A crunchy ball of pastry filled with light chocolate mousse, or whipped fresh cream, with two kinds of chocolate sauces drizzled over a small pile on your dessert plate - that's profiteroles, choux à la crème or cream puffs: my version.
I do believe choux pastry is due a comeback. It is an unfairly forgotten 80s relic even though it is relatively easy to make and very versatile – it makes both sweet and savoury treats.
Who invented profiteroles?
Profiteroles, invented in the 16th century in France, of course, but by an Italian chef imported in with Catherine de Medici’s entourage when she married French Henry II. ‘Profiterole’, the same word in English as in French, means a small reward or treat.

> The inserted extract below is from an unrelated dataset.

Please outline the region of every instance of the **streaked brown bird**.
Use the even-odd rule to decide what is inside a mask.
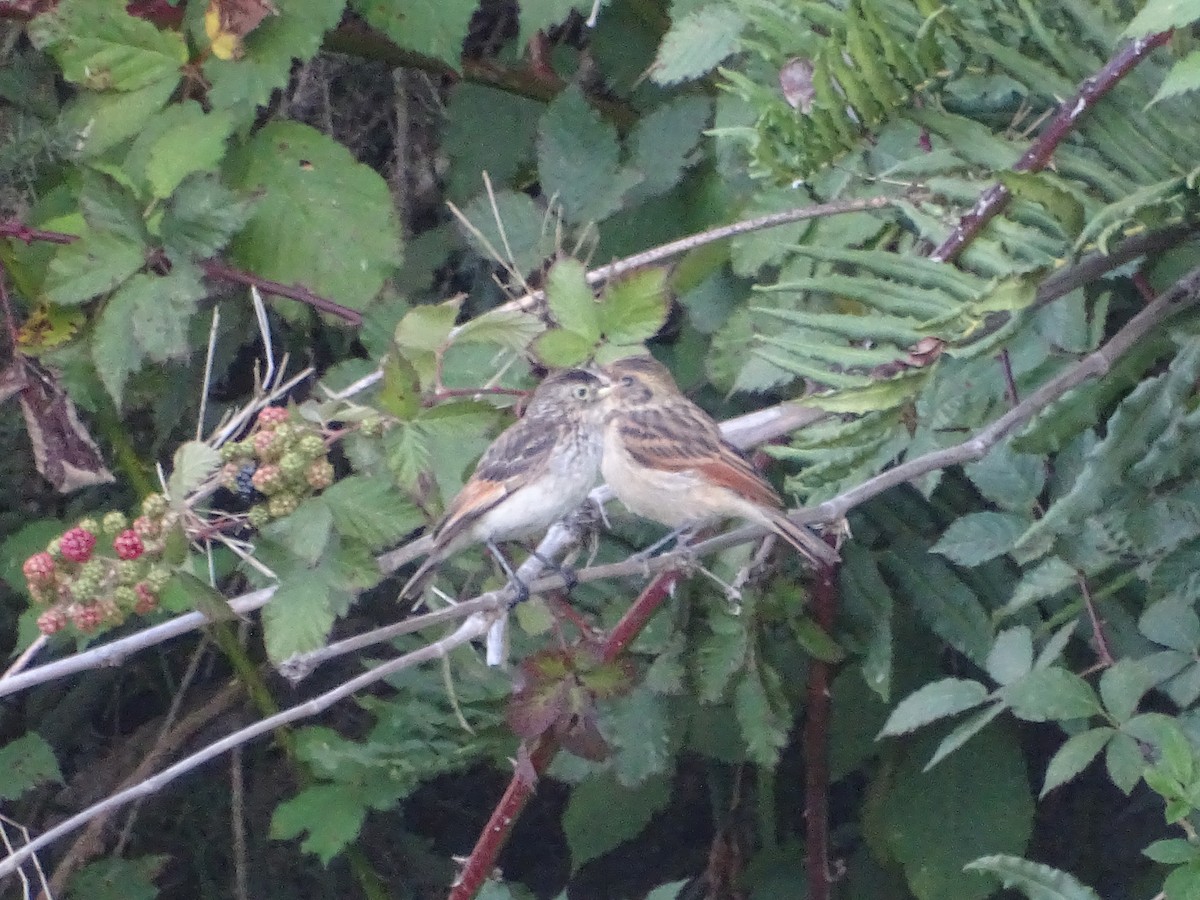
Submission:
[[[608,412],[600,471],[631,512],[672,528],[748,519],[808,559],[837,560],[829,545],[784,515],[779,495],[680,392],[666,366],[631,356],[602,372],[611,384],[601,389]]]
[[[587,499],[599,480],[605,380],[583,369],[549,375],[525,415],[484,451],[474,474],[433,529],[433,548],[400,591],[415,597],[447,557],[484,544],[516,584],[497,543],[549,528]]]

The pastry, originally called pâté a Panterelli after its inventor chef, was later renamed ‘choux’ – cabbage or sprout, alluding to the round pastry balls’ shape.
What desserts are made from choux pastry?

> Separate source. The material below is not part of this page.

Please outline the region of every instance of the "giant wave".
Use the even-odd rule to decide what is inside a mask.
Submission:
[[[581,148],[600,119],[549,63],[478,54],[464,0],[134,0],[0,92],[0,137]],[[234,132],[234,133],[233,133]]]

Plenty: there are profiteroles of course, balls of choux filled with cream and glazed with chocolate sauce; known as cream puffs in the US. There are éclairs sliced horizontally in order to fit in more cream.
There is croquembouche, a pyramid of sticky iced profiteroles, and deep-fried beignets powdered with icing sugar. The Italian version of the latter is called zeppole di San Giuseppe, traditionally made for the saint’s day on 19 March. And the Spanish churros are also made from choux pastry.
Choux pastry can be wonderfully used for ice cream sandwiches or filled with pastry cream to produce incredibly popular Polish karpatka cakes. My childhood preference though was ptysie: enormous choux cut in half, filled with unbelievably sickly marshmallow fluff, coated in icing sugar just in case it wasn’t garish enough.
What are savoury choux dishes?
As the pastry itself is neutral, neither sweetened nor salted, it happily swings both ways. Gougères of various kinds have the cheese added to the pastry and that’s what savoury choux is usually married with.
But those pastry balls can be filled with anything you like: herbed cream cheese, pâté, mushroom duxelles, egg-mayo or any other sandwich filler to produce exquisite canapés. The world is your profiterole.
How to make choux pastry
My triple chocolate profiteroles are firmly and decisively a dessert – but what a dessert! As said above, it is criminal that profiteroles have been relegated to the ‘where are they now?’ category.
As I also said, it is a relatively easy pastry – it was the first (and the only I remember) thing I made at the cookery class in primary school. Electric mixer is not needed, you can bash the mega-roux, which it practically is, with a wooden spoon. Beating in eggs can be done by hand too, and it’s fun seeing lumpy dough become glossy and lustrous.
It is just as easy to spoon onto a baking tray, made even easier if the pastry chills for a while. I do hate piping bags with a passion so I only used it here for the photography – otherwise I never bother. The secret to good choux is letting them bake well and dry better, but even if they flop and soften a little when taken out of the oven, you can pop them back in for five minutes to crispen them up.
What fillings for profiteroles?
My two fillings are Chantilly cream, lightly sweetened, and very light chocolate ganache whipped into a mousse when cold. I did take trouble to inject my profiteroles with the filling using an icing syringe, but there’s nothing at all wrong with slicing them and loading with cream.
So if the chocolate filling is the first of the triple from the title, my toppings make the remaining two. Simple chocolate sauce made by melting chocolate chips, white and dark, with a small amount of butter is really easy and rewarding when it dribbles onto and around a small pile of filled profiteroles. Absolutely gorgeous!